Saturday, April 28, 2018

"the material nature of men having been . . . made an enemy of sin"

"His nature or essence is double, because as mediator between God and men (1 Tim 2.5), he must fittingly restore the natural relationship to the mediated parties by his existence as both, so that—in him and through him in very truth, having united the earthly realm with the heavenly (Eph 1.10)—he may through his holy flesh taken from us as a firstfruit perfectly make us sharers in the divine nature (2 Pet 1.4), the material nature of men having been deified and made an enemy of sin [(τὴν ὑλικὴν τῶν ἀνθρώπων φύσιν, τὴν ἐκ τῆς ἁμαρτίας πολεμωθεῖσαν, τῷ Θεῷ καὶ Πατρὶ προσαγαγὼν σωθεῖσαν, φιλωθεῖσάν τε καὶ θεωθεῖσαν, the material nature of menthe [nature] that had had war made upon it/been treated as an enemy on account of/been ravaged by sinhaving been ([he] presenting [it] to [his] God and Father) saved, befriended, and even deified)], not by an identity of essence, but by the ineffable power of his becoming human.  Hence he is known in fact and not in name alone to be at the same time both God and man."

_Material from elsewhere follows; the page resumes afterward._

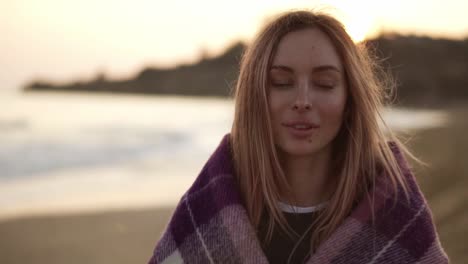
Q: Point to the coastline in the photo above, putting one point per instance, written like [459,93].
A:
[117,236]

     St. Maximus the Confessor, Ep. 12 =PG 91, col. 468CD, as translated by Adam G. Cooper, in "St. Maximus the Confessor on priesthood, hierarchy, and Rome," Pro ecclesia 10, no. 3 (Summer 2001):  349-350 (346-367).
     Well, I rather liked the idea of our "material nature . . . having been . . . made an enemy of sin," but am not at all sure that the Greek bears Cooper out.